The decision ”Thaler v. Commissioner of Patents, [2021] Fca 879” of the Federal Court of Australia acknowledges inventorship to a non-human inventor in the form of the software application – DABUS (Device for Autonomous Bootstrapping of Unified Sentience)

The question addressed by the Court was whether an AI, which is neither a physical nor a legal person, can be an inventor for the purposes of the Australian Patents Act.

Drawings from the patent application

The Act only allows said types of persons to apply for and be granted a patent. Thus, only physical and legal persons can own a patent. However, the Act does not define such limitation on the term “inventor,” which is not defined in the Act. In short, the Court reasoned as follows. The term “inventor” is an agent noun, i.e. a term describing someone/(something) who/(that) does something, namely invents. Since, in the present case, the invention for which protection is sought is the result of running an AI software on a computer the Court concluded that the AI software is the inventor for the purposes of the Australian Patents Act.
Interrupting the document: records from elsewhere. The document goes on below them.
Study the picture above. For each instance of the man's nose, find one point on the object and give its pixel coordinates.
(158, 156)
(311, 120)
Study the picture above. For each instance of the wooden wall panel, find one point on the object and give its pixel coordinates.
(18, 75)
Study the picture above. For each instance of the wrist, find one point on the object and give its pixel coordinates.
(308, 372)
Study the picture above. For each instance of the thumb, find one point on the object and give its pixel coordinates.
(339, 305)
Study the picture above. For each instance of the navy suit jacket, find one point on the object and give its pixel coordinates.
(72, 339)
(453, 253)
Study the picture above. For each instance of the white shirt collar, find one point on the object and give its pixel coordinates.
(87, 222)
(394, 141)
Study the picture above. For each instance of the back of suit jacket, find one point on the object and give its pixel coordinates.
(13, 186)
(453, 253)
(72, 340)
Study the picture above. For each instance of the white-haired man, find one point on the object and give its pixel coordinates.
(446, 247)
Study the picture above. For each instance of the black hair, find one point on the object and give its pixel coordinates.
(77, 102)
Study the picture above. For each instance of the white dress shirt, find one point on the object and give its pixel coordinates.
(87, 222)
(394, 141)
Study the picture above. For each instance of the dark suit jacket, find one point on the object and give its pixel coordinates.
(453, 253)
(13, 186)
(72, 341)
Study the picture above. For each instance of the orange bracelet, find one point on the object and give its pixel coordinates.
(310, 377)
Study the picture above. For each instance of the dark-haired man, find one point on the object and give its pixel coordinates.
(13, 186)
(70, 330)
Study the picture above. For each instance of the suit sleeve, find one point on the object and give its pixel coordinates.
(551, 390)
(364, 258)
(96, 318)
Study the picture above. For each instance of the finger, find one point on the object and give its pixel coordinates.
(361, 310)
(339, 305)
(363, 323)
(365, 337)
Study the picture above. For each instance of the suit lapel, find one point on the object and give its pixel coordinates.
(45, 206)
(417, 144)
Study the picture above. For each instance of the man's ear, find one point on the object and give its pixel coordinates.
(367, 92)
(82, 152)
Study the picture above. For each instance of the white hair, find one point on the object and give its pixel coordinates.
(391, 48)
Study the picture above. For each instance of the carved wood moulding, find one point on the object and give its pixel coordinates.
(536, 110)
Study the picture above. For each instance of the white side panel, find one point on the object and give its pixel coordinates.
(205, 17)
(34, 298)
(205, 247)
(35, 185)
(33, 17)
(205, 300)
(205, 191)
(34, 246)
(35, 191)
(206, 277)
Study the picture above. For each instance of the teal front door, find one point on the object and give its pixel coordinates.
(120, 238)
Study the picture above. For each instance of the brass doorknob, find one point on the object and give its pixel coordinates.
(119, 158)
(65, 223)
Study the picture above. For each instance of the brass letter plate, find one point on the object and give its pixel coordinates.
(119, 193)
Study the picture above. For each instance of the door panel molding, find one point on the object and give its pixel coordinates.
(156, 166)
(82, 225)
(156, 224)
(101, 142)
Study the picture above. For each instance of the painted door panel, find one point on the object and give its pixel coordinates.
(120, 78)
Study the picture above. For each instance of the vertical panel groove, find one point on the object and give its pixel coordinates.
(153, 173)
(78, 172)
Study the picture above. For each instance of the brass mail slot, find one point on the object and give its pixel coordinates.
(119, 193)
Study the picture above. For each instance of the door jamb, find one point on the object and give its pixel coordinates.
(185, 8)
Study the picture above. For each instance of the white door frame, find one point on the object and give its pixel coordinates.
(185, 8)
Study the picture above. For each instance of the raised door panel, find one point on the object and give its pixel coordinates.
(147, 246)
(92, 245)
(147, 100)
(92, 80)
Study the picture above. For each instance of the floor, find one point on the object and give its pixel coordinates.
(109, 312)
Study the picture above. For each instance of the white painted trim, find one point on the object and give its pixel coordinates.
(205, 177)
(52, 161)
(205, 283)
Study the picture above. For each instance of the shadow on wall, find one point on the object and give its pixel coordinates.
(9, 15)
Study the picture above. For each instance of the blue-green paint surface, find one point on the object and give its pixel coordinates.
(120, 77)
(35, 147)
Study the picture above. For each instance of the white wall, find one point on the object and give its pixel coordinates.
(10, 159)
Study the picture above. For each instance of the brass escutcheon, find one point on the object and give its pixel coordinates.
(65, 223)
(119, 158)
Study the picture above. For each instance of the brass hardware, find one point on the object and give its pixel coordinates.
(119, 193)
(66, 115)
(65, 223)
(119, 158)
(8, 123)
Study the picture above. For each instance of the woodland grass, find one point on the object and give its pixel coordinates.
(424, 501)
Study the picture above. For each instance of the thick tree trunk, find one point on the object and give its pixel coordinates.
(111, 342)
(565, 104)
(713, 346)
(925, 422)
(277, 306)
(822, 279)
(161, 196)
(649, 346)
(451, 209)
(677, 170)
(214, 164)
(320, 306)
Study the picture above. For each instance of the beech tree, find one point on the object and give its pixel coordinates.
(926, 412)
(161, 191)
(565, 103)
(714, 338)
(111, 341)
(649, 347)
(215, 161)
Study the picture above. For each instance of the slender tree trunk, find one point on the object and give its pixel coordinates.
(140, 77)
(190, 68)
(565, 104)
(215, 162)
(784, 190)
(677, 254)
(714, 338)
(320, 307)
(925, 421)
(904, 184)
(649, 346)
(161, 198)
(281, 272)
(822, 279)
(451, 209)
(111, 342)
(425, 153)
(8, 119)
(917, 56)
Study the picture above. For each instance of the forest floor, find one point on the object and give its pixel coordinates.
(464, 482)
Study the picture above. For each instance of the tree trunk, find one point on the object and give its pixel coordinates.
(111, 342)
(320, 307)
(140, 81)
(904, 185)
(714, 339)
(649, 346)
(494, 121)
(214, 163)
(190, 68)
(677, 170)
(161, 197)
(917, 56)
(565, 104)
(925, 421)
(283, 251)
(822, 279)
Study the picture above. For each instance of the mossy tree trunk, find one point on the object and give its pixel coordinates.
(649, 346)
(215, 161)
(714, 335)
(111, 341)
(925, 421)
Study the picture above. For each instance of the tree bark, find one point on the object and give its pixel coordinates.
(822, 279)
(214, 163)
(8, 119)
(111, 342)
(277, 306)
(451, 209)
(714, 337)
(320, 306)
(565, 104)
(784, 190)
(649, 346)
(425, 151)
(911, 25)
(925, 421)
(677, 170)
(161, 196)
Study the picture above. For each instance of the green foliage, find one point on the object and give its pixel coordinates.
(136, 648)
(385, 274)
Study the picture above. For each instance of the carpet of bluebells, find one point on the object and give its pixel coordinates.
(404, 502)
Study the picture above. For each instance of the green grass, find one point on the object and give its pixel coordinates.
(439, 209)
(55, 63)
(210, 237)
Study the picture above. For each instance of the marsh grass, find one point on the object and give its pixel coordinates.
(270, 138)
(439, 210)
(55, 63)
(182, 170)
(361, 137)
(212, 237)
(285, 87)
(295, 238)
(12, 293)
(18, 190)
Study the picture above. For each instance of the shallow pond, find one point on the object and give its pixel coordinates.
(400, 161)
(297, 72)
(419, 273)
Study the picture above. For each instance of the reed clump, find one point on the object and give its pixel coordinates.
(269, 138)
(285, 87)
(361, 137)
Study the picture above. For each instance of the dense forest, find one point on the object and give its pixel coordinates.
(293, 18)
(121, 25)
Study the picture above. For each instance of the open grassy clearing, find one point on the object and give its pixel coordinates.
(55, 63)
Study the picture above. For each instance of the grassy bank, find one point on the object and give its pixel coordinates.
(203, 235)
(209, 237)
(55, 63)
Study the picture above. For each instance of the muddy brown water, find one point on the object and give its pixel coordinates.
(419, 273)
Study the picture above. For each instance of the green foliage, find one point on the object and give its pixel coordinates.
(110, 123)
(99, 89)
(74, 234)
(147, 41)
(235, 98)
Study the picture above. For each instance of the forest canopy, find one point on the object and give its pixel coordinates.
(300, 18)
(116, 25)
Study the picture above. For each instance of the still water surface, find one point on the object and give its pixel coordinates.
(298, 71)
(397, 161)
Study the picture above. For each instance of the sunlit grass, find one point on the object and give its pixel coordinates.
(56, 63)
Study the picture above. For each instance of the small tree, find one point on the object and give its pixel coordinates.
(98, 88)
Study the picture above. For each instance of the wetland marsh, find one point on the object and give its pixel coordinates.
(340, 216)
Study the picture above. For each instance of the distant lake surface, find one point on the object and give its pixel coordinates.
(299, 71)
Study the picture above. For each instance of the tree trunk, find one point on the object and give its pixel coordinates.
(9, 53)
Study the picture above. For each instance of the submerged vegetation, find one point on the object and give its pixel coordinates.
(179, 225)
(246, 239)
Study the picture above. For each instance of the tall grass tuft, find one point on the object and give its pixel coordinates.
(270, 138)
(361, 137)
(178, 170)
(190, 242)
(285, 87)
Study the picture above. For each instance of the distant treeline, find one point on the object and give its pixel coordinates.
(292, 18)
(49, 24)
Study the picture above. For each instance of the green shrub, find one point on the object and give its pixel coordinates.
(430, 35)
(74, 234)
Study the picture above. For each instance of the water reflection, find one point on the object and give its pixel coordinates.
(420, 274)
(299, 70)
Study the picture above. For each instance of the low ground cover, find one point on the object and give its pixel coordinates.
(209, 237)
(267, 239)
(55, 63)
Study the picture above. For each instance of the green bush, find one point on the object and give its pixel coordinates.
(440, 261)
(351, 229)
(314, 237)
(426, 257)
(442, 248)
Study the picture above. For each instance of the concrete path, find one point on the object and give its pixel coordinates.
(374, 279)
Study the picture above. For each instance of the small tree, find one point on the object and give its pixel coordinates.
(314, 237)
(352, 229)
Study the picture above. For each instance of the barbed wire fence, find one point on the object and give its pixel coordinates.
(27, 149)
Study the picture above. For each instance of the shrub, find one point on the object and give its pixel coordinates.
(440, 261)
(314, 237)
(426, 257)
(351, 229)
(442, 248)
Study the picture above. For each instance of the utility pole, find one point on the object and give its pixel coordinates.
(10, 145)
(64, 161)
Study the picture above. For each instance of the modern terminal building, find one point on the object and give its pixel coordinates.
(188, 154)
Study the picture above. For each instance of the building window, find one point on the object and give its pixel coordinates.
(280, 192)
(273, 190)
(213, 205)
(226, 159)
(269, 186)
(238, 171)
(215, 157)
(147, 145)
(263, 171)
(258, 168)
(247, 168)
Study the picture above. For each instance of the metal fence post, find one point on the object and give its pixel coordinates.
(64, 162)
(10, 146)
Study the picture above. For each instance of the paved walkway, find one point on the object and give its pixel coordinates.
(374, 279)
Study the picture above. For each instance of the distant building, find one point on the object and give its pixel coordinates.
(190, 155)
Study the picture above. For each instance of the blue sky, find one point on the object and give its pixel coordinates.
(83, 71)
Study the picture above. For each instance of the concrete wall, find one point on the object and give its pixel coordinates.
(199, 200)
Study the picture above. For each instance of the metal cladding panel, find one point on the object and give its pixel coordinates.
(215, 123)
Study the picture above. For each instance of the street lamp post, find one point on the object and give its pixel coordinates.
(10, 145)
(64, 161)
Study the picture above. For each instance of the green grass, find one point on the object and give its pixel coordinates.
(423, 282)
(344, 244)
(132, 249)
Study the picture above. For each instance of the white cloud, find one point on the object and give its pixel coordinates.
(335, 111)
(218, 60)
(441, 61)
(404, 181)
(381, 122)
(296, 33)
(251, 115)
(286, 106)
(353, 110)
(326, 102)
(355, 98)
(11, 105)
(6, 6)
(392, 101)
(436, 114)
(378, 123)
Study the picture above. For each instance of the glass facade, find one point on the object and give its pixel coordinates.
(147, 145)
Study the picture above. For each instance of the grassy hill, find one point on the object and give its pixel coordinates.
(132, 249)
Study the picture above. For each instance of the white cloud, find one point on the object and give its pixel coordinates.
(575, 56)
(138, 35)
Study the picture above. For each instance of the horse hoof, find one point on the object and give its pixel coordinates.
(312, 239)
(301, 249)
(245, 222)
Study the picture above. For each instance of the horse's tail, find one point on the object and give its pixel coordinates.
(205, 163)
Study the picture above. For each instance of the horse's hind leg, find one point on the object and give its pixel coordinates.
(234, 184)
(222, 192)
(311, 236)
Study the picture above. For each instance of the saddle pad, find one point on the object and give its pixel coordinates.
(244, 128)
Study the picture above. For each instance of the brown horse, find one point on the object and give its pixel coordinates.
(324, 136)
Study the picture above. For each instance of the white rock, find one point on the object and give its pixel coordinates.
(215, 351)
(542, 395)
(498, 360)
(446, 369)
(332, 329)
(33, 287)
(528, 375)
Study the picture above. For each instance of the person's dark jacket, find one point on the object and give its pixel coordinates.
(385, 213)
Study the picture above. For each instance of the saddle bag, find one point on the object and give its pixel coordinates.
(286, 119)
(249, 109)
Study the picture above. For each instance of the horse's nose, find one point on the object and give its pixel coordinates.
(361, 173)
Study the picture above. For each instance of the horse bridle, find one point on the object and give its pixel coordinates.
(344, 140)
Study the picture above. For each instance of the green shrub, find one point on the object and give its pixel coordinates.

However, it becomes somewhat of a mental and logic challenge to derive an ownership to the AI-generated invention because the AI cannot own a potentially resulting patent. The Court considered themselves able to resolve this by arguing that the AI itself never owned the right to the invention. Instead, those rights belong to the owner and operator of the AI, Stephen Thaler, who derived the rights to the invention when he gained possession of it from the AI.

Consequently, the Court decision means that an AI program can be an inventor under the Australian Patent Act, and that the owner of the AI has the right to the inventions generated by the AI. However, the decision does not address the question of whether the current invention is patentable, i.e. meets the patentability criteria of the Act.

The decision is expected to be appealed by the Commissioner of Patents.

Corresponding cases have been rejected by for example the European Patent Office (EPO), the U.S. Patent and Trademark Office (USPTO) and the United Kingdom Intellectual Property Office (UKIPO) referring to that non-human inventors cannot be accepted under existing legal framework.